Thursday, June 5, 2014

He chooses us

It seems like I often start my posts with the idea of how long it's been since I've written. I think life slips by me and I don't make the time to sit down and write. Tonight I heard words that squeezed my heart and I want to be sure to remember them. I use the term "squeezed" because these words didn't 'grip' me in fear, they squeezed my heart like a warm embrace. He said the words, " I choose this."

Choices are made by each of us every day. Good or bad, we make choices from what to eat for lunch to what color shirt to wear. Most choices are fairly minimal or routine. Others not only affect us, but others as well. Tonight, his words spoke to me in a way no other words ever have.

To back up a bit, I'll tell you a little about him. D and I grew up in the same circle of friends. We actually attended the same high school for a few years. However, we don't remember each other at all from that time! We connected through a dating web site and hit it off right away. I actually contacted some mutual friends and asked what they thought of him (and it turns out he was doing the same thing on his end). He is tough looking on the outside with a heart of gold on the inside. He loves to hold hands and cuddle up...my favorite! He is also very interested in G and his activities. He has told me that he has researched Autism. He regularly questions G's actions, in a positive way, trying to understand G and what he can do to help. I have fallen in love with D.

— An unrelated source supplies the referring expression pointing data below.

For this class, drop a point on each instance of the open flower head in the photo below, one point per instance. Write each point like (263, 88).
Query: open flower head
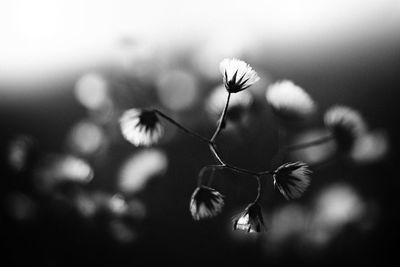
(290, 101)
(346, 125)
(239, 104)
(292, 179)
(205, 203)
(141, 127)
(237, 75)
(250, 220)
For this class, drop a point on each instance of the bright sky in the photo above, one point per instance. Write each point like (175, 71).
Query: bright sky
(41, 36)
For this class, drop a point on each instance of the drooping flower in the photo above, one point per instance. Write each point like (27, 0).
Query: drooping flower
(289, 101)
(250, 220)
(237, 75)
(141, 127)
(239, 104)
(346, 126)
(205, 202)
(292, 179)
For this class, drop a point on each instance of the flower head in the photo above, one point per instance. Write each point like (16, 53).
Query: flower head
(250, 220)
(237, 75)
(205, 203)
(292, 179)
(239, 104)
(346, 125)
(289, 101)
(141, 127)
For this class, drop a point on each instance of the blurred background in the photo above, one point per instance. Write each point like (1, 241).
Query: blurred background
(74, 192)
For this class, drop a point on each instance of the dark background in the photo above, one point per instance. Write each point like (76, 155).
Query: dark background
(46, 227)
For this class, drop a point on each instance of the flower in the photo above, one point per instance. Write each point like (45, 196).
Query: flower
(292, 179)
(289, 101)
(141, 127)
(239, 104)
(205, 203)
(250, 220)
(346, 126)
(237, 75)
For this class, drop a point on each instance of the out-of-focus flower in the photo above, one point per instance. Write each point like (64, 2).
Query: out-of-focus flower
(289, 101)
(91, 90)
(250, 220)
(62, 168)
(177, 89)
(19, 151)
(205, 203)
(86, 138)
(141, 127)
(122, 232)
(292, 179)
(346, 125)
(238, 104)
(139, 168)
(370, 147)
(316, 153)
(237, 75)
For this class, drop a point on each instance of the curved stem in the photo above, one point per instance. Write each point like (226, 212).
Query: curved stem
(203, 171)
(258, 190)
(222, 119)
(309, 144)
(181, 127)
(211, 143)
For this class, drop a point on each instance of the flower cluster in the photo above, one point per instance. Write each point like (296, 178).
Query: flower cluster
(288, 101)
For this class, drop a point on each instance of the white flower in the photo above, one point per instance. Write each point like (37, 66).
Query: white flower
(237, 75)
(238, 103)
(250, 220)
(292, 179)
(205, 203)
(346, 125)
(370, 147)
(289, 101)
(141, 127)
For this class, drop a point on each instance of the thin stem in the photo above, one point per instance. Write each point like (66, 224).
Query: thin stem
(212, 145)
(181, 127)
(309, 144)
(222, 119)
(235, 168)
(258, 190)
(203, 171)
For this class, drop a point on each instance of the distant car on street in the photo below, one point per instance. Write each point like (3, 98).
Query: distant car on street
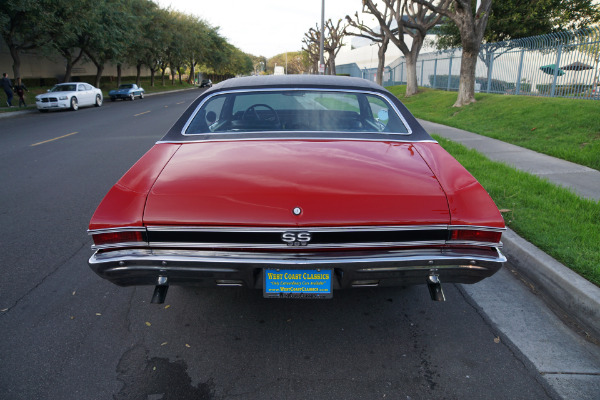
(127, 91)
(69, 95)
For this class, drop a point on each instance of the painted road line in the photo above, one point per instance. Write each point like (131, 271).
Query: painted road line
(51, 140)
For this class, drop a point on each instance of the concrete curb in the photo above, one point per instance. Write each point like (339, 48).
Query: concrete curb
(558, 284)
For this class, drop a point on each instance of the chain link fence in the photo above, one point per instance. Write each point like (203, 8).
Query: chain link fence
(563, 64)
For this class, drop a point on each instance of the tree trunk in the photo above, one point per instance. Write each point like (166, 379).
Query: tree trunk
(138, 73)
(14, 52)
(70, 64)
(331, 62)
(68, 71)
(412, 86)
(100, 69)
(119, 75)
(466, 87)
(381, 60)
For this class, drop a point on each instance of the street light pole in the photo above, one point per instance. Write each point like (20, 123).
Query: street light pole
(321, 61)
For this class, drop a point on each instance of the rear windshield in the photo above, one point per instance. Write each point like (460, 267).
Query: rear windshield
(296, 110)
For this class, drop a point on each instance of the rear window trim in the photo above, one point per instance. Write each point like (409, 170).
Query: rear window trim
(303, 89)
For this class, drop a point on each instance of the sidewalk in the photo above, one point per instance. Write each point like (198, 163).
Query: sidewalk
(582, 180)
(557, 284)
(570, 364)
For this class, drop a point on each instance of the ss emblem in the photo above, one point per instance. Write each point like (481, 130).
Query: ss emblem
(296, 238)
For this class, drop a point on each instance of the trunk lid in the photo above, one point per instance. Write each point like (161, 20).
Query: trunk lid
(261, 182)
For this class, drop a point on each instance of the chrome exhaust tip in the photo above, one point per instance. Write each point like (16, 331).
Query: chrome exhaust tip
(160, 291)
(435, 287)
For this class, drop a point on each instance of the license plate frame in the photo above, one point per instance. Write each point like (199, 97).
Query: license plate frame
(298, 283)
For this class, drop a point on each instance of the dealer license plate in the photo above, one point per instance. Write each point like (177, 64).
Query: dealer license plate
(298, 283)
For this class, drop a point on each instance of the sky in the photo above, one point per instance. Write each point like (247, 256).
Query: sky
(264, 27)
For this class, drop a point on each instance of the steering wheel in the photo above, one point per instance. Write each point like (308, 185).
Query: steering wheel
(271, 116)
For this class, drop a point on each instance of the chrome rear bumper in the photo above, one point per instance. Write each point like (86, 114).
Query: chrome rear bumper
(351, 268)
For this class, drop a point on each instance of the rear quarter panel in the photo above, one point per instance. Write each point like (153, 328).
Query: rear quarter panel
(468, 201)
(124, 204)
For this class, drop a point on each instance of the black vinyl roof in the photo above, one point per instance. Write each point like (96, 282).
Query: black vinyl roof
(289, 82)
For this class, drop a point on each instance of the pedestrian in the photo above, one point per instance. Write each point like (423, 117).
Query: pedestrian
(7, 86)
(20, 89)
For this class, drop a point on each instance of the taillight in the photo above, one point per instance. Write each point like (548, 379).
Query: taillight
(476, 236)
(112, 238)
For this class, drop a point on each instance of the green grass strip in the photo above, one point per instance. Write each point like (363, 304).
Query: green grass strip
(564, 128)
(556, 220)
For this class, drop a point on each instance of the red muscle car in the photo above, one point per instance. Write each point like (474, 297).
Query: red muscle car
(297, 186)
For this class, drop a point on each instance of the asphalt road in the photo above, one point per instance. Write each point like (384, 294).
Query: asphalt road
(68, 334)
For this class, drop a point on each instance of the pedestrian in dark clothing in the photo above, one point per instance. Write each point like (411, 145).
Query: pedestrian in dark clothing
(7, 86)
(20, 89)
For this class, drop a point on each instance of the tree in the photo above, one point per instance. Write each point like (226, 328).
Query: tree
(333, 42)
(108, 33)
(413, 20)
(23, 24)
(68, 34)
(471, 24)
(514, 19)
(378, 36)
(311, 48)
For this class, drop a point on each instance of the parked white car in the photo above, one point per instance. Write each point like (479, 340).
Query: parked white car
(71, 95)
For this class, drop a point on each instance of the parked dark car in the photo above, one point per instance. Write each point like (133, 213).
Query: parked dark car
(127, 91)
(298, 186)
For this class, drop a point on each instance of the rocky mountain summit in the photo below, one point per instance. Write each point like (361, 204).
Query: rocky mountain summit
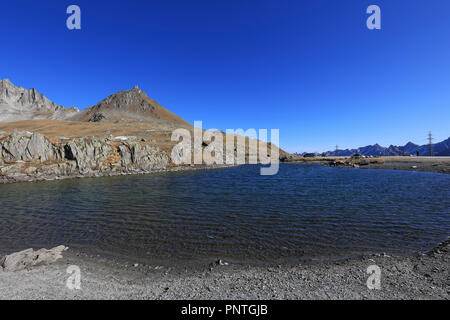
(17, 103)
(128, 105)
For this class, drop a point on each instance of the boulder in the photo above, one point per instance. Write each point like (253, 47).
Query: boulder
(29, 258)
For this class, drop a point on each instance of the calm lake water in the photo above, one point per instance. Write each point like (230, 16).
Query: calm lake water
(304, 212)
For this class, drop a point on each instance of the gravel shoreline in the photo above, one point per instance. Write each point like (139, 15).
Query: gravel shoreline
(425, 276)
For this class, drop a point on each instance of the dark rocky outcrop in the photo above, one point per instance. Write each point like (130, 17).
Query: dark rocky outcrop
(28, 155)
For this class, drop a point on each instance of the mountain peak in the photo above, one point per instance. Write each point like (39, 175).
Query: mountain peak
(129, 105)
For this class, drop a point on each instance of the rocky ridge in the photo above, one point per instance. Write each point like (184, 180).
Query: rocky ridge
(17, 103)
(26, 156)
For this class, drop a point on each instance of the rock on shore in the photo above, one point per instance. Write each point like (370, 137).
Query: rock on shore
(26, 156)
(29, 258)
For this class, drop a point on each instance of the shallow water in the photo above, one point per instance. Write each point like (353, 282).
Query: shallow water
(304, 212)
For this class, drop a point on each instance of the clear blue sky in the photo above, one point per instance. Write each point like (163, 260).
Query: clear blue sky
(310, 68)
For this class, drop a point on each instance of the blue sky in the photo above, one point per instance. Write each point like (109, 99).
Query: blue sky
(310, 68)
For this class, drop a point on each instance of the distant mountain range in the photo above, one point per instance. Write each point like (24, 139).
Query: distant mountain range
(439, 149)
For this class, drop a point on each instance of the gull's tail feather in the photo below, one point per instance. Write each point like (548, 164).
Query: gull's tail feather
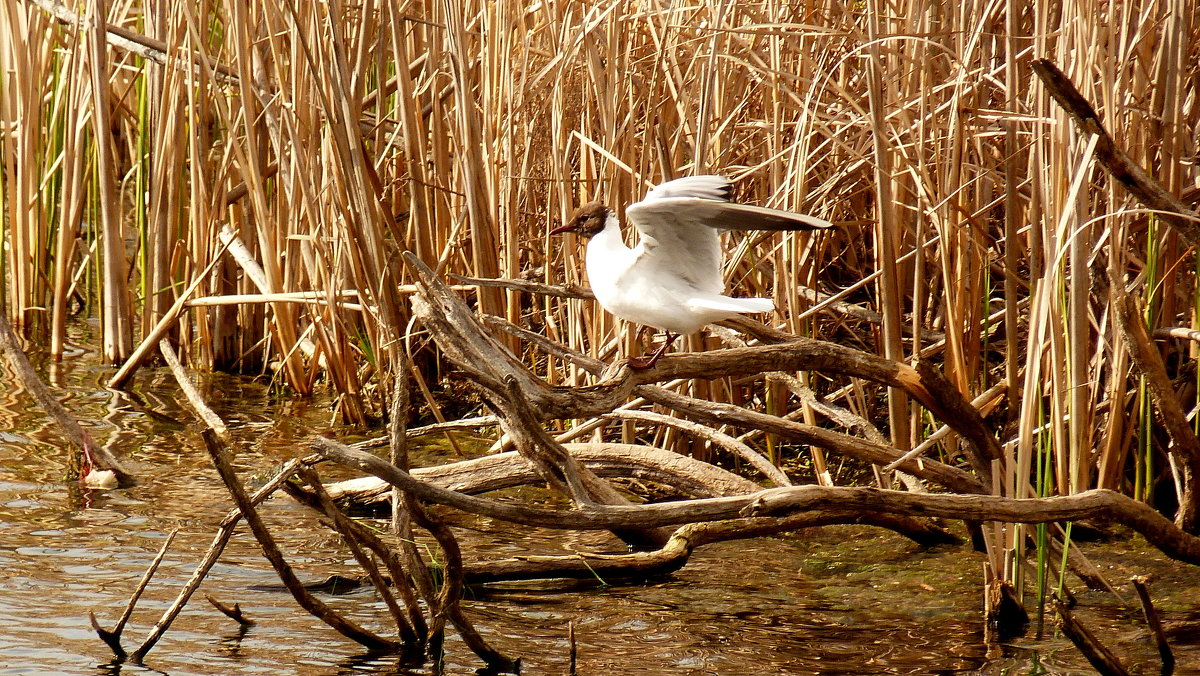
(724, 304)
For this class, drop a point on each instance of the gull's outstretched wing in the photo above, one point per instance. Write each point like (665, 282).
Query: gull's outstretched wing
(681, 222)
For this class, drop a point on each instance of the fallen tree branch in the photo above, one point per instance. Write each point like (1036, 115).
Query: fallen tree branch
(96, 458)
(688, 477)
(1097, 503)
(1119, 165)
(304, 598)
(676, 554)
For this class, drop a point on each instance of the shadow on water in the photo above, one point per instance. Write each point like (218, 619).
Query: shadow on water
(831, 600)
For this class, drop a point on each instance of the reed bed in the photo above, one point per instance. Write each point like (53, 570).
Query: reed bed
(322, 139)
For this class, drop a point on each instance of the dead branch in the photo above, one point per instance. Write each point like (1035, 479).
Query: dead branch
(688, 477)
(676, 554)
(1119, 165)
(225, 532)
(306, 600)
(1101, 657)
(113, 638)
(340, 522)
(1097, 503)
(1185, 447)
(233, 612)
(403, 581)
(96, 458)
(1155, 623)
(193, 395)
(717, 438)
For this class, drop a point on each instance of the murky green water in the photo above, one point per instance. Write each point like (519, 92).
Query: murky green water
(833, 600)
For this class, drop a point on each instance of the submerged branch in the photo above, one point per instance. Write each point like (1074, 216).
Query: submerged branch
(96, 458)
(785, 501)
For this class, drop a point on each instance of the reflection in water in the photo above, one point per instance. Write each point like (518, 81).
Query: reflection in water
(832, 600)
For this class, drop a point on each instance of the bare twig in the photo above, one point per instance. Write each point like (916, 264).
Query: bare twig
(96, 458)
(233, 612)
(193, 395)
(1135, 179)
(220, 540)
(1101, 657)
(1156, 624)
(312, 604)
(114, 638)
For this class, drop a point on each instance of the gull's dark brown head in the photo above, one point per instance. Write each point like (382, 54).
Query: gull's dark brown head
(587, 220)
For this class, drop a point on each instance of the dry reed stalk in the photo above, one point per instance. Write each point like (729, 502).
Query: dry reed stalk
(342, 137)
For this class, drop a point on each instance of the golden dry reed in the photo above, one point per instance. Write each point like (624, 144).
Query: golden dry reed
(269, 148)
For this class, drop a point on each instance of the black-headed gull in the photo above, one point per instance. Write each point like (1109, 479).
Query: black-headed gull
(671, 280)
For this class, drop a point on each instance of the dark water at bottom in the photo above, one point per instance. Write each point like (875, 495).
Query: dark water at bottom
(829, 600)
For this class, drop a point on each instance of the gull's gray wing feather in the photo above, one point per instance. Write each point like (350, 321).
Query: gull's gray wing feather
(681, 222)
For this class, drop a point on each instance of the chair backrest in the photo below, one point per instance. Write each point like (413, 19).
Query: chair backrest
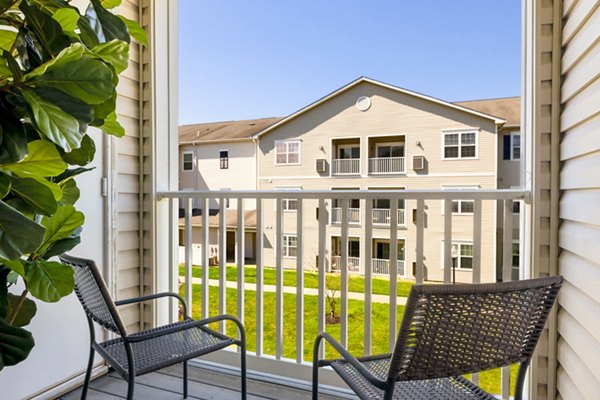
(451, 330)
(93, 294)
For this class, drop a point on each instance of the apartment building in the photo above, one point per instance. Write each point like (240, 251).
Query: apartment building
(367, 135)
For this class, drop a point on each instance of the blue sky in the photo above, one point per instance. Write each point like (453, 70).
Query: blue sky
(262, 58)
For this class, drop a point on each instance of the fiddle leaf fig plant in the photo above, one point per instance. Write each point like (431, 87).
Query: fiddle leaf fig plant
(59, 68)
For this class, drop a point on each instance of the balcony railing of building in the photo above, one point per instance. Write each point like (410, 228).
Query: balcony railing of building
(311, 232)
(353, 264)
(346, 166)
(353, 215)
(387, 165)
(382, 216)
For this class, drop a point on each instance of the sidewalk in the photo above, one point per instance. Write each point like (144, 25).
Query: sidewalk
(376, 298)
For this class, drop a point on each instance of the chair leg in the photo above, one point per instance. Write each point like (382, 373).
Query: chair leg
(88, 374)
(185, 379)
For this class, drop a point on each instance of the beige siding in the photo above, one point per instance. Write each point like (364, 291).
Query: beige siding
(578, 347)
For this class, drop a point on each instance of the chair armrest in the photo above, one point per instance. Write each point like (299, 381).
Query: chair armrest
(188, 324)
(153, 297)
(349, 358)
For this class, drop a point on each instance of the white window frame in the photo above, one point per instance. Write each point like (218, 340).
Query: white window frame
(459, 257)
(286, 237)
(183, 154)
(286, 203)
(459, 202)
(287, 153)
(460, 132)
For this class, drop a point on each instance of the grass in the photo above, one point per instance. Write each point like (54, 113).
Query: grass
(489, 380)
(356, 283)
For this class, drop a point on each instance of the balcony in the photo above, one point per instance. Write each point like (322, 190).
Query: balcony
(345, 166)
(387, 165)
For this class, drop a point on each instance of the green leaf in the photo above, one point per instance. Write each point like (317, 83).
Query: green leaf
(106, 25)
(86, 79)
(112, 127)
(61, 246)
(61, 225)
(25, 313)
(135, 30)
(15, 345)
(67, 18)
(4, 185)
(72, 53)
(7, 39)
(82, 155)
(18, 234)
(48, 32)
(38, 196)
(108, 4)
(14, 142)
(58, 126)
(70, 192)
(77, 108)
(115, 52)
(49, 281)
(43, 160)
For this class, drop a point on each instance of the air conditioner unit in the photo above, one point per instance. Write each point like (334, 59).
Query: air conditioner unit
(321, 165)
(418, 163)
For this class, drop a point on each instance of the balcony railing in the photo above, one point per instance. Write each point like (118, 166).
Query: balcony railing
(386, 165)
(309, 234)
(352, 263)
(346, 166)
(382, 216)
(353, 215)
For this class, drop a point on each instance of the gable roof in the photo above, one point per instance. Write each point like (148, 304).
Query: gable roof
(381, 84)
(224, 130)
(508, 108)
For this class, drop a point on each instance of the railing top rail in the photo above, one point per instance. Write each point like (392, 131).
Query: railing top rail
(456, 194)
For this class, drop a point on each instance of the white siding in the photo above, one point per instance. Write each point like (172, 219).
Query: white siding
(578, 375)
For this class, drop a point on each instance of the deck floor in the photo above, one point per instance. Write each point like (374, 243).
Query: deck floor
(203, 384)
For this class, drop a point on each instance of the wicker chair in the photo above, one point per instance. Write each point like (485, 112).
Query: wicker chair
(136, 354)
(448, 331)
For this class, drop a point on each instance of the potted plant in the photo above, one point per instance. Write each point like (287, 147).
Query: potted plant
(59, 71)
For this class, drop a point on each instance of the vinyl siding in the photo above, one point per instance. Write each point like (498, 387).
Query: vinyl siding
(578, 375)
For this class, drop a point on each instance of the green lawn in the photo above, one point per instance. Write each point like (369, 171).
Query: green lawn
(490, 380)
(356, 283)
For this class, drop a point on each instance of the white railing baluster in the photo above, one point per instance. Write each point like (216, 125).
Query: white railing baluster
(205, 263)
(222, 259)
(321, 266)
(279, 281)
(393, 271)
(506, 277)
(187, 202)
(448, 241)
(344, 277)
(259, 277)
(299, 283)
(420, 240)
(241, 254)
(368, 256)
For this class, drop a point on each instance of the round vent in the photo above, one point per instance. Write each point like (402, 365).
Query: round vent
(363, 103)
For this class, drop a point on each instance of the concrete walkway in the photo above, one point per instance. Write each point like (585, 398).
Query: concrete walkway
(376, 298)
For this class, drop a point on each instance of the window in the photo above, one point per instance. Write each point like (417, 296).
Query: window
(463, 253)
(188, 161)
(224, 159)
(287, 153)
(512, 147)
(290, 243)
(460, 145)
(289, 204)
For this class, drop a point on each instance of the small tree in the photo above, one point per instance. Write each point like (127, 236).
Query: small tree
(58, 75)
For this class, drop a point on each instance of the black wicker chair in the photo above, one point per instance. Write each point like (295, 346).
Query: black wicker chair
(448, 331)
(131, 355)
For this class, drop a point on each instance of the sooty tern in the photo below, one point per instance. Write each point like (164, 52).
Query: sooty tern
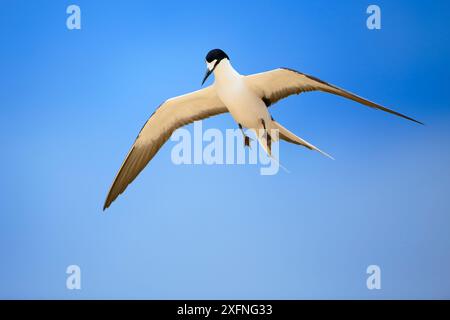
(247, 98)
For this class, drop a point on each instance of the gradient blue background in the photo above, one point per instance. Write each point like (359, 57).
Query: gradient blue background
(72, 103)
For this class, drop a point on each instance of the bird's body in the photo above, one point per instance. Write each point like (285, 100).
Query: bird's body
(241, 101)
(246, 98)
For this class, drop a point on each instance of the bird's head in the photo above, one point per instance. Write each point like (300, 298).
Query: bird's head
(213, 59)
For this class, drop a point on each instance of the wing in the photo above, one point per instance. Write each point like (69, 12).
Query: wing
(277, 84)
(172, 114)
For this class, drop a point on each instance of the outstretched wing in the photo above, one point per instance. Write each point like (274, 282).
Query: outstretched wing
(274, 85)
(172, 114)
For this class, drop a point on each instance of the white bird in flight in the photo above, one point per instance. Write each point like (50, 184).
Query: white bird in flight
(247, 98)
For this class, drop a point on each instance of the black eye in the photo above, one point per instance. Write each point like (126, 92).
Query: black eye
(216, 54)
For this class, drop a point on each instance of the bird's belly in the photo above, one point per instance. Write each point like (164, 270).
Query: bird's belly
(245, 108)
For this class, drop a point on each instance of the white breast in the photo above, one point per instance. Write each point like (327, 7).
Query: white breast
(244, 105)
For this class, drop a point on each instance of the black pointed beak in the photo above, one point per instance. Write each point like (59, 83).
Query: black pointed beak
(208, 72)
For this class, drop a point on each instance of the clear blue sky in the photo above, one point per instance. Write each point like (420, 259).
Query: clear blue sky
(72, 103)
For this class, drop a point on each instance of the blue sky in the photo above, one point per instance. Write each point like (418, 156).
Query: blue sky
(72, 103)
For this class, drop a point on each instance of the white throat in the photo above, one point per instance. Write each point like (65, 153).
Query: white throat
(224, 72)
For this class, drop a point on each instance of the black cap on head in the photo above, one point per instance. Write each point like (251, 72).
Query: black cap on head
(216, 54)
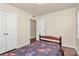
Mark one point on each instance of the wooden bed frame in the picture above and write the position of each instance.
(42, 38)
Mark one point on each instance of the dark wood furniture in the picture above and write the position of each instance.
(32, 40)
(59, 40)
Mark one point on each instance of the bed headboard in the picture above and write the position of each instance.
(51, 39)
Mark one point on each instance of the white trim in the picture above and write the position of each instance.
(22, 45)
(77, 51)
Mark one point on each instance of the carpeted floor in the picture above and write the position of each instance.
(67, 52)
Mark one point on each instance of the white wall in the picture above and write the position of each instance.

We'd had a disagreement earlier in the week and didn't really resolve the issue. Tonight we actually argued about it. He left our house in a huff and I felt my heart shatter into a million pieces. I just knew that he was gone forever. After about 5 minutes, my phone rang. D was on the other end of the line. We did argue for a few minutes but we also cleared the air. I told him how much I hated that he left while he was upset. He told me that he was afraid of losing me. I voiced my fear that he would look at our life and all of our shit and realize that it was too much. After all, it wasn't his to deal with. His answer was, "I know it isn't mine, but I choose this."

Those words are seared on my heart. He has his eyes open wide and he chooses us. Not out of obligation but because he loves us and wants to be with us. I think I have waited my whole life to hear those words. I didn't know just how badly I wanted to hear it until tonight. He chooses us. He loves me. He loves G. He chooses us. My heart is beyond happy tonight.